Erken yaşta aşı yaptırılmalı
HPV virüsünün en sık kanser yapan tipleri HPV 16 ve 18, rahim ağzı kanserinin yüzde 70-75’inden sorumlu. Dolayısıyla bu tiplere yönelik geliştirilen aşılar hastalığa karşı koruma sağlıyor. Özellikle 9 ile 26 arası erken yaşlarda yapılan bu aşılar, hayat boyu kansere yakalanma riskini büyük ölçüde azaltıyor. Ayrıca kullanılan mevcut aşıların son iki yıldır daha da geliştirildiğine dikkat çeken Prof. Dr. Mete Güngör, “Kanser yapan bu iki HPV tipine beş tip daha eklenerek, koruma oranı yüzde 70’lerden yüzde 93’e çıkarıldı. Gelişmiş ülkelerde kullanılan bu aşının, ülkemize de gelecek yıl gelmesi öngörülüyor” diye konuştu.

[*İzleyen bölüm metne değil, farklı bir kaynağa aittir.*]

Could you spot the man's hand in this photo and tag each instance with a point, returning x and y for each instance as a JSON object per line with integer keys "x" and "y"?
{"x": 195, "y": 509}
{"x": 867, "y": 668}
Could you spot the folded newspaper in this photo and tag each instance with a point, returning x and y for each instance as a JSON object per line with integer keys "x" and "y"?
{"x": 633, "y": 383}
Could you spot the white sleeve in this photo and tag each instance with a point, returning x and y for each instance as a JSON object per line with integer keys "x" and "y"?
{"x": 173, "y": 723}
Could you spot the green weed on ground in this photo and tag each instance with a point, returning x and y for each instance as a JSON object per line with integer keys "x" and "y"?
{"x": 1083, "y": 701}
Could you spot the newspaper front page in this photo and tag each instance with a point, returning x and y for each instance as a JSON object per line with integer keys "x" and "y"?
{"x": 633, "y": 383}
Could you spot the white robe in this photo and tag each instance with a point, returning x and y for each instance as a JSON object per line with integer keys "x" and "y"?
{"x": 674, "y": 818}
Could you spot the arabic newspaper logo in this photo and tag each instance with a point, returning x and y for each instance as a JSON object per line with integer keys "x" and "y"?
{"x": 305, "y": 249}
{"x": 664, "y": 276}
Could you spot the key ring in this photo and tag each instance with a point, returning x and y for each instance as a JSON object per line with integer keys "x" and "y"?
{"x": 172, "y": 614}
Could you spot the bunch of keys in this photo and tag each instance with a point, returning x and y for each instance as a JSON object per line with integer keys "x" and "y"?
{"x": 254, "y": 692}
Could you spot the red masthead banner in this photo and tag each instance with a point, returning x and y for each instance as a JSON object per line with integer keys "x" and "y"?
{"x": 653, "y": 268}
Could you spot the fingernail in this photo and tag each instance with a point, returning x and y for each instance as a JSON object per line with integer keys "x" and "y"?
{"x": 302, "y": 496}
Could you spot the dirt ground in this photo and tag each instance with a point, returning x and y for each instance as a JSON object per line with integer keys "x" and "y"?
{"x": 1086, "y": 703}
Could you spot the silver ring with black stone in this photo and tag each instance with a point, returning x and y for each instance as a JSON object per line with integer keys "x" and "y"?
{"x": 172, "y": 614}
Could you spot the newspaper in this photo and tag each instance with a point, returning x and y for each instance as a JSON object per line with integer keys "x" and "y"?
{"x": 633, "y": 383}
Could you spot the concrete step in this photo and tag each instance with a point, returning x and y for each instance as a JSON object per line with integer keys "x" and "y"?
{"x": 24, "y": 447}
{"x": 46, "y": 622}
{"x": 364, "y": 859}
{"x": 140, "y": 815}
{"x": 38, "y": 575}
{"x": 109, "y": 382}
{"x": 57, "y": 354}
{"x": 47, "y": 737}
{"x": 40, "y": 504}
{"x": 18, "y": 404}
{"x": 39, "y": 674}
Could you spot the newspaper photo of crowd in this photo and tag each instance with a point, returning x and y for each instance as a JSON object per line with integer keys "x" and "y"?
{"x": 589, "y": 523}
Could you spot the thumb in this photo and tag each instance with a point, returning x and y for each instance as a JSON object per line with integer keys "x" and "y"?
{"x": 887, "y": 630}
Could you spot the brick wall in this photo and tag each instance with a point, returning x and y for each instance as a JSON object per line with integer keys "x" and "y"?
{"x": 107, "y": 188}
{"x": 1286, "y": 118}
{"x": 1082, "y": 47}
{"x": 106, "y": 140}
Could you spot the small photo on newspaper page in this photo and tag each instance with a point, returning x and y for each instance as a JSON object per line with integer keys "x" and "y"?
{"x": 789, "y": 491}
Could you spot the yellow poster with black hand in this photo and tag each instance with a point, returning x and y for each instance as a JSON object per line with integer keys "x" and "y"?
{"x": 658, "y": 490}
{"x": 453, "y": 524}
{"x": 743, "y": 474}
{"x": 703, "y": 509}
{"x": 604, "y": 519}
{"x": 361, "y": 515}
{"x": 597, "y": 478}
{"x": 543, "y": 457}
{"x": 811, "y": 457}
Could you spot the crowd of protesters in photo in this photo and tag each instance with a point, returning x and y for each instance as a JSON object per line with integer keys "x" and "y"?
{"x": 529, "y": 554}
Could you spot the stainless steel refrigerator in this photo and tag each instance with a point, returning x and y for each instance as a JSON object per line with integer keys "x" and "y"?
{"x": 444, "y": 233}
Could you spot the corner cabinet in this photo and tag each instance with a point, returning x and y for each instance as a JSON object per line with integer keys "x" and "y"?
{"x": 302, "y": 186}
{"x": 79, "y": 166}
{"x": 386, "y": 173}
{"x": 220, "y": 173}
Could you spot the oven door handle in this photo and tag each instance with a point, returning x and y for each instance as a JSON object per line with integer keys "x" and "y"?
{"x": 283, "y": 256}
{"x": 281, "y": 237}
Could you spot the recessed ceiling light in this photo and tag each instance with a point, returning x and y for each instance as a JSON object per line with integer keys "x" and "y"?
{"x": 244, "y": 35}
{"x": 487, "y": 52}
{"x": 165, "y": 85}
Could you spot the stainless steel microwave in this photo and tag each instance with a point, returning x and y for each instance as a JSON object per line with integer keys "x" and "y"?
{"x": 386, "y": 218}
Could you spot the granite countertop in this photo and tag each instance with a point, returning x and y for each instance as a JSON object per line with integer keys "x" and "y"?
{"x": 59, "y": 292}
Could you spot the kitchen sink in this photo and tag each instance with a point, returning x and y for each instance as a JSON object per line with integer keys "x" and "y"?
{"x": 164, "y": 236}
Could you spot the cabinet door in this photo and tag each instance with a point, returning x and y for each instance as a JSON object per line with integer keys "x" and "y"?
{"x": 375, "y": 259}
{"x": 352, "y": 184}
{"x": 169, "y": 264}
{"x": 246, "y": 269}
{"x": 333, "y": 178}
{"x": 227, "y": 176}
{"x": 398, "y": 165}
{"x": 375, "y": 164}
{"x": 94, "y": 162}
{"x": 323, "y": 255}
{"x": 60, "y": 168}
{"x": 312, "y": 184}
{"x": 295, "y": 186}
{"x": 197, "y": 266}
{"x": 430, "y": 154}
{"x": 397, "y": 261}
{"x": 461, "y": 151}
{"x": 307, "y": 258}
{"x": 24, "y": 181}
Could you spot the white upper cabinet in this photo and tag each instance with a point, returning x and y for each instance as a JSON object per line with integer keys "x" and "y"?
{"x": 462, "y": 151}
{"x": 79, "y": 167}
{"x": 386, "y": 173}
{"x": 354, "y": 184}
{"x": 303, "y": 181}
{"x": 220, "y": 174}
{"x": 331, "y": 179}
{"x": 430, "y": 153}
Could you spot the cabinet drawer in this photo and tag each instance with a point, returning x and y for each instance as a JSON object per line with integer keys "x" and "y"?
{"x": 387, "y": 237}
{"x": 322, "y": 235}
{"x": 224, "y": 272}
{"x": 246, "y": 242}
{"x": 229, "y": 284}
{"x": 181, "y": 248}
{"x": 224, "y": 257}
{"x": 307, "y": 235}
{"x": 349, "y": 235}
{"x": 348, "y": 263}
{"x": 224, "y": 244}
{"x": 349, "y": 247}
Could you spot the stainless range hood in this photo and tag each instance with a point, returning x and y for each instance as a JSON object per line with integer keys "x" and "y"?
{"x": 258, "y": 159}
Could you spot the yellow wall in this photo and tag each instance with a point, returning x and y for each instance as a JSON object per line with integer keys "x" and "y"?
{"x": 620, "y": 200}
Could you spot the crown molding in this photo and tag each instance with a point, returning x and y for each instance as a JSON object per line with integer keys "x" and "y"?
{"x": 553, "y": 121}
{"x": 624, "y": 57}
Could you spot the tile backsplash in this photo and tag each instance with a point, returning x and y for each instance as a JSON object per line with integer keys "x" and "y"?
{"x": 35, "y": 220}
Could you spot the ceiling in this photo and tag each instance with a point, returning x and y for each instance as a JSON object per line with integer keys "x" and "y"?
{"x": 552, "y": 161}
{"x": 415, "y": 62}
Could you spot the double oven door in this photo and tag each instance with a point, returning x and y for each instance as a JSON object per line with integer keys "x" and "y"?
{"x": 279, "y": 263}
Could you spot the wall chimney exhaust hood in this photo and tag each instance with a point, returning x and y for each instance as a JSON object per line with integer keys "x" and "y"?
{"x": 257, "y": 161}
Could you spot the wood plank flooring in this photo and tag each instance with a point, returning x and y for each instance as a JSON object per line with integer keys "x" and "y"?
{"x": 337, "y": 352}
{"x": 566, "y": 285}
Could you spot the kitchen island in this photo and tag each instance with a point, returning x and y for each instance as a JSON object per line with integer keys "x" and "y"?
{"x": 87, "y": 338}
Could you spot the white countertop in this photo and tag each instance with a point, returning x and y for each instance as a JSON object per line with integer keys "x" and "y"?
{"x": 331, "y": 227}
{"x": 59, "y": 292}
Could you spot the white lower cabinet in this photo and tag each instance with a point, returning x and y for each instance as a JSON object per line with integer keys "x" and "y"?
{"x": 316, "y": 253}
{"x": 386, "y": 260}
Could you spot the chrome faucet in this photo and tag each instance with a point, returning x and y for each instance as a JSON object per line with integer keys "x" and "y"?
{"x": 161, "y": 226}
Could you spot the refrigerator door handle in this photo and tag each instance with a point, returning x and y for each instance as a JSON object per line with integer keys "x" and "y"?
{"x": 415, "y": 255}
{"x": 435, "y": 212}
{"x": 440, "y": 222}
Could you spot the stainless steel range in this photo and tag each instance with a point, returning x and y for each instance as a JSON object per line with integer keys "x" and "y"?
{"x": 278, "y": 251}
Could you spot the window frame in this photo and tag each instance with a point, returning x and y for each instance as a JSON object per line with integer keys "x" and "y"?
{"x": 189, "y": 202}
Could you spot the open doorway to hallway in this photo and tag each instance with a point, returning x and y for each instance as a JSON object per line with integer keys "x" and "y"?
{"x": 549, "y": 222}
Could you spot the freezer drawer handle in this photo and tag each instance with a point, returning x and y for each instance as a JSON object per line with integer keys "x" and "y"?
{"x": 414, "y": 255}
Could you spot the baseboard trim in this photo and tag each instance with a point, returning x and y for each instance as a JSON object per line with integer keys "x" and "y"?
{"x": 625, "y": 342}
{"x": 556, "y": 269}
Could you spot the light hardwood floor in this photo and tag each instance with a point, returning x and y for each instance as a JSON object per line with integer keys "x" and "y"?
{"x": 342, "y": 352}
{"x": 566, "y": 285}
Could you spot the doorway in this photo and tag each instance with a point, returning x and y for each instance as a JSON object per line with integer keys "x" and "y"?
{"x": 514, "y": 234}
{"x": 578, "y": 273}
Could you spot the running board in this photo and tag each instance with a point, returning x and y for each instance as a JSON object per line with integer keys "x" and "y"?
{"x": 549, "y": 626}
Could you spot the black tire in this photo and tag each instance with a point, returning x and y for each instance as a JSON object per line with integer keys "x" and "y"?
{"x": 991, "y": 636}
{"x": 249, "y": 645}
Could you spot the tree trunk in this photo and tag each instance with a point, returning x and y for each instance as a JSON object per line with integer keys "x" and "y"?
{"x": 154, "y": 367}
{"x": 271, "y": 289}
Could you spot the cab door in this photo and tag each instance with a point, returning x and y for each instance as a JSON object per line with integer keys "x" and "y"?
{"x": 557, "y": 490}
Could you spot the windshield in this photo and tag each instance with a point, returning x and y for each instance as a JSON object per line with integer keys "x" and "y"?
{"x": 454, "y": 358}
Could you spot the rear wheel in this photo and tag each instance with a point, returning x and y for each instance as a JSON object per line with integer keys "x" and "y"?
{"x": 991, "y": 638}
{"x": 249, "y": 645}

Tarama testleri hayat kurtarıyor
Seminerde, rahim ağzı kanserinde aşı yapılsa bile, tarama yöntemlerinin de ihmal edilmemesi gerektiği vurgulandı. Rahim ağzı kanseri olan kadınların büyük bir kısmının son 10 yıl içinde hiç tarama yaptırmadığı, kanser oluşumunda 15-20 yıllık uzun bir süreç olduğu ve bu süreçte tarama programlarıyla hastalığın erken evrede tanınıp tedavi edilebildiği ifade edildi. Tarama yöntemleriyle ilgili de katılımcıları bilgilendiren Prof. Dr. Mete Güngör, sözlerini şöyle sürdürdü: “Dünyada kullanılan farklı tarama yöntemleri içerisinde en çok kabul edilen yöntem; 20 yaşından sonra her üç yılda bir smear testi yaptırmak. Smear testi, 30 yaşından sonra HPV testi ile birlikte kullanılabiliyor (Co-test). Böylece tarama aralıkları beş yılda bir yapılabiliyor ve konvansiyonel smear testinin yanılma ihtimalini azalttığı için hastalara gereksiz işlemlerin yapılması engelleniyor.”
Sağlık Bakanlığı Ulusal Kanser Tarama Programı 30 yaşından sonra her beş yılda bir rahim ağzı kanseri tarama testi yaptırılması gerektiğini söylüyor ve söz konusu hizmet tüm Aile Sağlığı Merkezleri’ nde ücretsiz olarak veriliyor.